ROSE: An Intent-Centered Evaluation Metric for NL2SQL

ROSE is an intent-centered evaluation metric for NL2SQL systems. It assesses if generated SQL accurately reflects user intent, overcoming Execution Accuracy's (EX) syntactic limitations for more robust model assessment.

intermediate30 min3 steps

The play

Understand Execution Accuracy (EX) Limitations
Review your current NL2SQL evaluation pipelines. Identify scenarios where a syntactically different but semantically equivalent SQL query might fail EX, or where an EX pass might not truly reflect user intent due to data-specific coincidences. Recognize EX's sensitivity to syntactic variations and its inability to handle multiple valid query interpretations.
Grasp ROSE's Core Intent-Centered Concept
Familiarize yourself with the principles of intent-centered evaluation. Consider how you would define and measure 'intent correspondence' between a natural language query, a gold SQL query, and a generated SQL query. This involves moving beyond simple string or result-set comparison to evaluate the underlying semantic goal.
Design a Semantic Evaluation Framework
Integrate ROSE conceptually into your evaluation strategy by designing a framework for semantic comparison. This involves deriving a canonical semantic representation for both gold and generated SQL (e.g., a logical form or abstract syntax tree) and then developing a mechanism to compare these representations for equivalence, focusing on core operations like selection, filtering, aggregation, and joining. Consider combining ROSE with EX for a hybrid evaluation.

Starter code

import sqlite3

def get_db_connection():
    conn = sqlite3.connect(':memory:')
    cursor = conn.cursor()
    cursor.execute("CREATE TABLE products (id INTEGER, name TEXT, price REAL)")
    cursor.execute("INSERT INTO products VALUES (1, 'Laptop', 1200.00)")
    cursor.execute("INSERT INTO products VALUES (2, 'Mouse', 25.00)")
    cursor.execute("INSERT INTO products VALUES (3, 'Keyboard', 75.00)")
    conn.commit()
    return conn

def execute_and_fetch_results(conn, sql_query):
    cursor = conn.cursor()
    try:
        cursor.execute(sql_query)
        return sorted(cursor.fetchall()) # Sort for consistent comparison, EX sometimes sensitive to order
    except Exception as e:
        return f"Error: {e}"

if __name__ == "__main__":
    conn = get_db_connection()

    gold_sql = "SELECT name, price FROM products WHERE price > 50 ORDER BY name"
    # EX will pass: same syntax, same result
    generated_sql_1 = "SELECT name, price FROM products WHERE price > 50 ORDER BY name ASC"
    # EX will fail: different columns in result, different intent
    generated_sql_2 = "SELECT name FROM products WHERE price > 50 ORDER BY name"
    # EX will fail: result column order different, but same underlying intent
    generated_sql_3 = "SELECT price, name FROM products WHERE price > 50 ORDER BY name"

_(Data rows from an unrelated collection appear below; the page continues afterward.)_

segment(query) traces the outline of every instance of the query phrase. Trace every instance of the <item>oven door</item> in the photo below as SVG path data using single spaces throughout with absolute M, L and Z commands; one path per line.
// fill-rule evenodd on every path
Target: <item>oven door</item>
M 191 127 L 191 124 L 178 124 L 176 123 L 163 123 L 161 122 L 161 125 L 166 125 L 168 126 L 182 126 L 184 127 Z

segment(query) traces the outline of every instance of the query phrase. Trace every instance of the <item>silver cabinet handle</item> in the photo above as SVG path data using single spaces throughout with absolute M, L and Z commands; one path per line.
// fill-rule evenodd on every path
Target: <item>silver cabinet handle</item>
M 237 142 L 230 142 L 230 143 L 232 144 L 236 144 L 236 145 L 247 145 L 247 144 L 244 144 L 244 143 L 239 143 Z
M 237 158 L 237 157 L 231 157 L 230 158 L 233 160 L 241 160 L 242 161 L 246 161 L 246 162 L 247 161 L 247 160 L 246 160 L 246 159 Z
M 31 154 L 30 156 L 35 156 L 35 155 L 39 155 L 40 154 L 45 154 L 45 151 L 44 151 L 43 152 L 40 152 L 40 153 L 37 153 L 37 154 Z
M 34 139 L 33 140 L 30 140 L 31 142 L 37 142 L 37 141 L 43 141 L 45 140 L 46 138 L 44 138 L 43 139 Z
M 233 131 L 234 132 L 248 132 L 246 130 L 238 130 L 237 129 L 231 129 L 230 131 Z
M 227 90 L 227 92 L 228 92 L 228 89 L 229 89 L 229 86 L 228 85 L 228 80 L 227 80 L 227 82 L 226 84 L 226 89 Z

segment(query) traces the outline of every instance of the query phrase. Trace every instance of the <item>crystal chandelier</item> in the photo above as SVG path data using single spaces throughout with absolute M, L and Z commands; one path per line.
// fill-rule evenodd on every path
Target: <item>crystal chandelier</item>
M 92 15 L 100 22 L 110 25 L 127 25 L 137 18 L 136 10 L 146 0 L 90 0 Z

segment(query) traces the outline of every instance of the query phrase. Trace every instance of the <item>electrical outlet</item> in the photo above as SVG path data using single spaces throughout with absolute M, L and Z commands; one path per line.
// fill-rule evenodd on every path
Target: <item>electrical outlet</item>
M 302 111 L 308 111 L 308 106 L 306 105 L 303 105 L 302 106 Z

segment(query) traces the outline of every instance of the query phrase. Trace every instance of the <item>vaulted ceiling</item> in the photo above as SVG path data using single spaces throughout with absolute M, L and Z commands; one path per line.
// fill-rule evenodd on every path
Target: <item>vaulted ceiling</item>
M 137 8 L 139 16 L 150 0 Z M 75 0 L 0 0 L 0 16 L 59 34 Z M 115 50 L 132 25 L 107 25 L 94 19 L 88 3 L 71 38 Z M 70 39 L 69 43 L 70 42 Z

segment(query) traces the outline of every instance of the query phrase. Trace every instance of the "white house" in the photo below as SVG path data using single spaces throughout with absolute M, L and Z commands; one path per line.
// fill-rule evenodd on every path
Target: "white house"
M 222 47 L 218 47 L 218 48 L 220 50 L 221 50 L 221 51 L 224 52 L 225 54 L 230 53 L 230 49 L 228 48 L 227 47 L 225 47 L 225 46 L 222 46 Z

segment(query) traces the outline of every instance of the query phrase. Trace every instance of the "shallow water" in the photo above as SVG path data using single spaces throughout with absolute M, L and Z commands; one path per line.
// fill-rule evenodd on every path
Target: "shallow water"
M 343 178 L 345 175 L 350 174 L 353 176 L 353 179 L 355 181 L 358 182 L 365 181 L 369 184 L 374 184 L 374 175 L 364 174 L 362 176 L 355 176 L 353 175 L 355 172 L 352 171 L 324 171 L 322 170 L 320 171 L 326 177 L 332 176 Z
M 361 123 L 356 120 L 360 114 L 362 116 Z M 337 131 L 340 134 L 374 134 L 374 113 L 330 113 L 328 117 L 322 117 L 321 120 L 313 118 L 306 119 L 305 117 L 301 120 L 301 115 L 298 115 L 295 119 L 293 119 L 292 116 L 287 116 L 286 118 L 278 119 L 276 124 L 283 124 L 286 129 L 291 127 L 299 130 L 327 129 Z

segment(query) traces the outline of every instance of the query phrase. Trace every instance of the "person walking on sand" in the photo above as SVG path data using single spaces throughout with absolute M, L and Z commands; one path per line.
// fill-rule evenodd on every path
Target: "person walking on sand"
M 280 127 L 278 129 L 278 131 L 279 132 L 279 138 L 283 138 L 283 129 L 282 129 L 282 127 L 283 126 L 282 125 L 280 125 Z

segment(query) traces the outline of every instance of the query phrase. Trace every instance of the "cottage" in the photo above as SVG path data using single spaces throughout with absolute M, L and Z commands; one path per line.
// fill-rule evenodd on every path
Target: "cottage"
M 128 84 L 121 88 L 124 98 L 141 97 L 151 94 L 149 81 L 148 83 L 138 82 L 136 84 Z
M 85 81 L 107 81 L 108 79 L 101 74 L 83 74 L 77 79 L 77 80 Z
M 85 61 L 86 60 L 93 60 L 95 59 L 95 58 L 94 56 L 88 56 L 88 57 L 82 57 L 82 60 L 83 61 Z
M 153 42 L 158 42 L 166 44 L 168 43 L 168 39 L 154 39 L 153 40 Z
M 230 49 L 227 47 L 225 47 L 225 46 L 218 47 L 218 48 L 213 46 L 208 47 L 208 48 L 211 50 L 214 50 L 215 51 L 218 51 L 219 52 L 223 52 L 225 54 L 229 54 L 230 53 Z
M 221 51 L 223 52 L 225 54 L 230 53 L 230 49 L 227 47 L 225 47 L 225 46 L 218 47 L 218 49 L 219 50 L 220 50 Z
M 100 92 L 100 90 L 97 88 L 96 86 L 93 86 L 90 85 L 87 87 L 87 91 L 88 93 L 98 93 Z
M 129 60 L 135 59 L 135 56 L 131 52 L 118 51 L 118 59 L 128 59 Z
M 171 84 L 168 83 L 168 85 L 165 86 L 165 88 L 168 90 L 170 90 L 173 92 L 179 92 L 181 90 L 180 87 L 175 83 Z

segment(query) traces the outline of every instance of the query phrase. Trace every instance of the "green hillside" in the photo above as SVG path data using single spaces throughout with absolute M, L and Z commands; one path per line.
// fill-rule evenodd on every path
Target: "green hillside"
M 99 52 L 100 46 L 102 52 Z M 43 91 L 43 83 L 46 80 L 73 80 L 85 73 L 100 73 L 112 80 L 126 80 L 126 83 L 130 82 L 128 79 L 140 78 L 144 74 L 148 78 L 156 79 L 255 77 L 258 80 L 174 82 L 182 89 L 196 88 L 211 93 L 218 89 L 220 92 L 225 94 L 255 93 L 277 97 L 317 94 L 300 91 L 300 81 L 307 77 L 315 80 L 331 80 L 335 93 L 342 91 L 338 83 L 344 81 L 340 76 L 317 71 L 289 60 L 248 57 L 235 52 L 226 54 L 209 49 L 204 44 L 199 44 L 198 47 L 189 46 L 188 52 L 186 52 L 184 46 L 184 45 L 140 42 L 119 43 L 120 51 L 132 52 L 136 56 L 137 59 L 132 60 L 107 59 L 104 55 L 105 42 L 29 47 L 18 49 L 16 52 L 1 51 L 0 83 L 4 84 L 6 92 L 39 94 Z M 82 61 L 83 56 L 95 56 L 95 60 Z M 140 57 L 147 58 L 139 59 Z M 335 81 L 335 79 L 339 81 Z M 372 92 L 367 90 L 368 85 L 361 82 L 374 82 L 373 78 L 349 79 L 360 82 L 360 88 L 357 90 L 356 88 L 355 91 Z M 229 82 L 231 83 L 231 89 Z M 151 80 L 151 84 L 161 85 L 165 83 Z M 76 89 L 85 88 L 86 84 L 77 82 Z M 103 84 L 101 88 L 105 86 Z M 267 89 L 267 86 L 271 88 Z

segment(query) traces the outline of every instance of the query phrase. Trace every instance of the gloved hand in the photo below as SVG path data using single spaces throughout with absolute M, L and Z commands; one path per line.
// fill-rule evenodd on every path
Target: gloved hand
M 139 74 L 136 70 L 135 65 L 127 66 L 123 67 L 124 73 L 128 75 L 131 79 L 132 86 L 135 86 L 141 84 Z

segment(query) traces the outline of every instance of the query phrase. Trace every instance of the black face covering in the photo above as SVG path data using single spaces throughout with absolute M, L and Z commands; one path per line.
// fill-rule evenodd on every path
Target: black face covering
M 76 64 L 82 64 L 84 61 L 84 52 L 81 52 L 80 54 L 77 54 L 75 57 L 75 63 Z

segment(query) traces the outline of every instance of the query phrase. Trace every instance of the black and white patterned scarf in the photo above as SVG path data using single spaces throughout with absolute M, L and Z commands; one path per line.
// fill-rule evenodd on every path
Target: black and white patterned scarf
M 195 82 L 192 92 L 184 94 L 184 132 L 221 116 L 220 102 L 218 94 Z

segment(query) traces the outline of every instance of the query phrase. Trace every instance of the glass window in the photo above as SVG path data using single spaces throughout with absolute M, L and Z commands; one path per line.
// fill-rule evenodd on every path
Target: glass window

    print("--- Demonstrating Execution Accuracy (EX) ---")

    gold_results = execute_and_fetch_results(conn, gold_sql)
    print(f"Gold SQL Results: {gold_results}\n")

    results_1 = execute_and_fetch_results(conn, generated_sql_1)
    print(f"Generated SQL 1 Results: {results_1}")
    print(f"Match Gold (EX): {gold_results == results_1}\n")

    results_2 = execute_and_fetch_results(conn, generated_sql_2)
    print(f"Generated SQL 2 Results: {results_2}")
    print(f"Match Gold (EX): {gold_results == results_2}\n")

    results_3 = execute_and_fetch_results(conn, generated_sql_3)
    print(f"Generated SQL 3 Results: {results_3}")
    print(f"Match Gold (EX): {gold_results == results_3}\n")

    conn.close()

    print("\n--- ROSE (Conceptual Difference) ---")
    print("ROSE would evaluate generated_sql_3 as semantically equivalent to gold_sql,")
    print("even though EX fails due to result set order/structure differences.")
    print("It focuses on whether the *intent* (select name and price for products > 50, ordered by name) is met.")